Kacey Musgraves, Golden Hour
Texan singer-songwriter Kacey Musgraves’s new album Golden Hour is testament to the resilience and flexibility of country. In just 13 songs, Kacey swings from heady Topanga Canyon country-rock through MOR-infused Americana, disco and hip-hop beats, and rainy-day folk. It works because Musgraves’s band is versatile, her voice is a revelation, and her writing packs worlds of feeling into just a few words. She coyly tells an ex who fears commitment that “you can have your space, cowboy,” and later advises a jerk to ride his high horse out of her life. Kacey’s equal parts folksy, funny, and profoundly relatable, as she’s been for years, and with Golden Hour, she proves just how easy it is to make country music that convenes with other genres without coming off as some kind of calculated crossover gesture.
Kali Uchis, Isolation
The uninitiated might recognize 24-year-old singer Kali Uchis from stints as a guest vocalist on records by the Tyler, the Creator, Gorillaz, Goldlink, and Snoop Dogg. She’s not your traditional soul singer; her wan, airy voice is more reminiscent of ’60s European yé-yé or classic tropicalia than the limber runs of modern R&B. It’s expressive without being showy, and that makes her debut studio album Isolation a treat. The record shows off her range as she slides through the warped roller disco of “Just a Stranger,” effects a breathy longing on “Flight 22,” matches wares with the U.K. singer Jorja Smith on “Tyrant,” and bounces lines off funk great Bootsy Collins and the jazz new jacks BADBADNOTGOOD on the single “After the Storm.” Fans of old soul will find a playground of throwback grooves, and anyone weathering a breakup or catching butterflies from a new crush will relate to at least a few of Isolation’s keen perspectives on matters of the heart.
Sleep, The Sciences
Dopesmoker, the last album by the doom metal trio Sleep, quite literally destroyed the band. Guitarist Matt Pike, singer-bassist Al Cisneros, and drummer Chris Hakius split when their label refused to push the album, a sludgy hour-long ode to the healing calm of a pot high. The rest of the story is legend: Edited versions of the work made it out to fans, whose adulation led to well-received reunion shows and tours when Pike’s band High on Fire and Cisneros’s band Om went on break. This year’s The Sciences was a perfect 4/20 surprise: it opens with three minutes of feedback and a bong rip, then proceeds to burn through five impossibly heavy guitar workouts, including the Dopesmoker leftovers “Sonic Titan” and “Antarcticans Thawed,” the Black Sabbath tribute “Giza Butler,” and the requisite pot anthem “Marijuanaut’s Theme.” The Sciences honors Sleep’s past while pointing to new directions on the closer “The Botanist,” which coolly peels back the band’s trademark coat of dense fuzz to reveal a hidden sweetness. That the band is still capable of surprises nearly 30 years into the partnership is promising; let’s hope the next project doesn’t take another ten years to develop.
The Voidz, Virtue
Strokes leader Julian Casablancas’s best album in a decade opens with a twinkling, crystalline reduction of a classic Strokes riff. “Leave It in My Dreams” sets out a taut, sunny electric guitar lick at the top of the album but quickly retracts it in favor of chilly synths out of the Fleetwood Mac Mirage playbook, as if to remind longtime listeners who might’ve come to the project for a glimmer of the old dirty, downtown Is This It? glory that they shouldn’t expect very much of that at all. Virtue, the second album from Casablancas’s Voidz, scales back some of the harsher sounds of the sextet’s debut, Tyranny, settling on an unpredictable but effective mix of hard rock, trip-hop, chillwave, and punk rock. Part raucous pirate radio mix and part political reckoning from a singer who is better known for his bedroom missives, Virtue rejuvenates Julian by taking a hammer to our long-standing sense of what he’s capable of, and building something weird and new.

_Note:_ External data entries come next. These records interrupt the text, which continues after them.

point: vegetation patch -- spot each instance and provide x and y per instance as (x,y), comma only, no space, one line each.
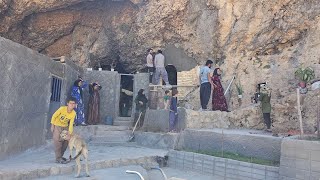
(238,157)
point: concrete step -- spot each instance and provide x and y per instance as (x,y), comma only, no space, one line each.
(123,123)
(117,173)
(108,133)
(112,136)
(113,144)
(40,163)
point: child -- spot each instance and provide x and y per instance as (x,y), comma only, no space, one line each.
(166,99)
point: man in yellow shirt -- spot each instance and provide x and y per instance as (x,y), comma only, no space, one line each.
(61,120)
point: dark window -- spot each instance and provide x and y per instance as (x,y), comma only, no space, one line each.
(56,89)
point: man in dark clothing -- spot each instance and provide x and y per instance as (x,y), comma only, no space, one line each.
(265,97)
(141,107)
(206,84)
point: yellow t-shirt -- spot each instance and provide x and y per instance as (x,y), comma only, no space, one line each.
(63,119)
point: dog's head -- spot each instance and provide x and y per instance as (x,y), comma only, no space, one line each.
(64,134)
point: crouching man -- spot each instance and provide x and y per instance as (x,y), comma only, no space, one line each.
(62,119)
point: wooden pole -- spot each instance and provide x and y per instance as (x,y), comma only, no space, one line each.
(299,112)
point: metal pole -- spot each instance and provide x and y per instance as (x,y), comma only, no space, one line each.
(318,115)
(299,112)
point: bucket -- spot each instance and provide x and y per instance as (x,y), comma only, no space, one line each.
(109,120)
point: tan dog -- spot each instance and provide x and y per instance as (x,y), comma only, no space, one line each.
(80,145)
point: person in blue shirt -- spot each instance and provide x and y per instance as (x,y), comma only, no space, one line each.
(205,84)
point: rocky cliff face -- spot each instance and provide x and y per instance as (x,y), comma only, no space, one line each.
(255,40)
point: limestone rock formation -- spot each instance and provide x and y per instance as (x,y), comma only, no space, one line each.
(254,40)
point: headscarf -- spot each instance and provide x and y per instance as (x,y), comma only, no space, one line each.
(215,72)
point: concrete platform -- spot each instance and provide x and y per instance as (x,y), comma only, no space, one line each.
(120,174)
(38,163)
(251,143)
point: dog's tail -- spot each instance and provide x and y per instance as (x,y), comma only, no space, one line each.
(79,153)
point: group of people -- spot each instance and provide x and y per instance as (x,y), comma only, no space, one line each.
(211,85)
(156,67)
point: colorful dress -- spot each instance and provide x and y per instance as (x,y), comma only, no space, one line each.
(173,116)
(94,106)
(77,94)
(219,101)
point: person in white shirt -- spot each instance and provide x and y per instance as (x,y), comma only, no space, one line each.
(159,62)
(150,68)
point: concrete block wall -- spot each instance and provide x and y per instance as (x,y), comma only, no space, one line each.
(109,94)
(249,117)
(187,78)
(300,160)
(250,145)
(220,167)
(156,121)
(25,91)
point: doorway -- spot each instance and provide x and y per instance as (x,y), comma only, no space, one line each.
(126,95)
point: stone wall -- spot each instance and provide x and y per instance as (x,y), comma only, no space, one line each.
(187,78)
(109,94)
(249,117)
(25,94)
(233,141)
(156,121)
(221,168)
(141,81)
(300,160)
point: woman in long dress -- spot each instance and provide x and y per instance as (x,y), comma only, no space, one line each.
(77,93)
(173,116)
(94,104)
(219,101)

The Weeknd, My Dear Melancholy,
The Weeknd’s introductory mixtape series of House of BalloonsThursday, and Echoes of Silence was excellent music to stumble home from late-night parties to. It delighted in no feeling so purely as the sensation of looking wistfully back on a bygone drug and drink-fueled sexual encounter. Weeknd’s trip from anonymity to the top of the charts had begun to carry him away from the stoned, noirish glee of the early material, but this spring’s mini-album My Dear Melancholypresents a return to the old recklessness. Through a pall of hurt and a bed of elite production, singer Abel Tesfaye reclaims his crown as R&B’s lascivious crown prince. “Wasted Time” is a reminder that Drake achieved some of the gauzy sound of his famed Take Care album by ganking a handful of songs intended for Balloons; “I Was Never There” is a pain burger-deluxe, with all the fixins: dour vocal runs, g-funk keys, video-game sound effects, and a suffocating sense of a man whose will is about to break. Tread lightly if you’re sad; step lively if you’re not.